On possible generalizations of field--antifield formalism

TL;DR

This paper proposes a generalized, coordinate-invariant extension of the field-antifield formalism, incorporating Dirac's antibrackets, hypergauge fixing, and BRST transformations, applicable to systems with constraints.

Contribution

It introduces a generalized, coordinate-invariant framework for the field-antifield formalism, including new definitions for antibrackets and hypergauge functions, and extends BRST transformations.

Findings

Coordinate-invariant quantum master equation formulated.

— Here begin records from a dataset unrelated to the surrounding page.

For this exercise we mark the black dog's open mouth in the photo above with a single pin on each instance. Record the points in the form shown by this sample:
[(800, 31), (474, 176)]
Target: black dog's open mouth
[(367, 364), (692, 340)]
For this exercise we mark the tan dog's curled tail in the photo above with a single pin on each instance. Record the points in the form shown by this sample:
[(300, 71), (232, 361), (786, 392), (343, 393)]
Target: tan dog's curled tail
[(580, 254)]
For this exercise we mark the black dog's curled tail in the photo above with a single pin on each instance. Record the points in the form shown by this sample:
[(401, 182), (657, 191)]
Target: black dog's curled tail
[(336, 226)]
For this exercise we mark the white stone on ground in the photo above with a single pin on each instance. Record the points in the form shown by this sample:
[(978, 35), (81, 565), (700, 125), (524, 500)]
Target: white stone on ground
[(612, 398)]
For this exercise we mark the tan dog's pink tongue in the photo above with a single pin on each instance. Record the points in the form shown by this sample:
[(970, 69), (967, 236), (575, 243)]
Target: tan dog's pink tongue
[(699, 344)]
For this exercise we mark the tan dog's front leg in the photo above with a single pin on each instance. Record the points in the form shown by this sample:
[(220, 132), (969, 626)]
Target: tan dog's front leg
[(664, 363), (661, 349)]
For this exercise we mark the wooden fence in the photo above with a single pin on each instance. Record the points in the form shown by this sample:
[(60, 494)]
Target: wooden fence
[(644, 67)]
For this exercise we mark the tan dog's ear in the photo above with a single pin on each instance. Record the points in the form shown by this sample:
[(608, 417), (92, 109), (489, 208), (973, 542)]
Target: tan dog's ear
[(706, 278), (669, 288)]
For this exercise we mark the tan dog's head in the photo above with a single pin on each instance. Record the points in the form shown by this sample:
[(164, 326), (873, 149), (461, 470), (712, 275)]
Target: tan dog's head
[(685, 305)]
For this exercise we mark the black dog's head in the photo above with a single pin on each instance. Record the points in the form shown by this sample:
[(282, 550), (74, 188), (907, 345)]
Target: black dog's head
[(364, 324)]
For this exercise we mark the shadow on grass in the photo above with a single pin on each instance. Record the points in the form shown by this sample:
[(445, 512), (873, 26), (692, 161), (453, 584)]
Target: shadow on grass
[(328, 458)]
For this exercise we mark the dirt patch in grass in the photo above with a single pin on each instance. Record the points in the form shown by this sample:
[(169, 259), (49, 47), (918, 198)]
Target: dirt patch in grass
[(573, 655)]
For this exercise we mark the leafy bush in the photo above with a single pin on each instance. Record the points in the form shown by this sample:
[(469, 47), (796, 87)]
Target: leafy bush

Hypergauge functions characterized as antisymplectic first-class constraints.

Functional integral shown to be independent of hypergauge variations.

Abstract

A generalized version is proposed for the field-antifield formalism. The antibracket operation is defined in arbitrary field-antifield coordinates. The antisymplectic definitions are given for first- and second-class constraints. In the case of second-class constraints the Dirac's antibracket operation is defined. The quantum master equation as well as the hypergauge fixing procedure are formulated in a coordinate-invariant way. The general hypergauge functions are shown to be antisymplectic first-class constraints whose Jacobian matrix determinant is constant on the constraint surface. The BRST-type generalized transformations are defined and the functional integral is shown to be independent of the hypergauge variations admitted. In the case of reduced phase space the Dirac's antibrackets are used instead of the ordinary ones.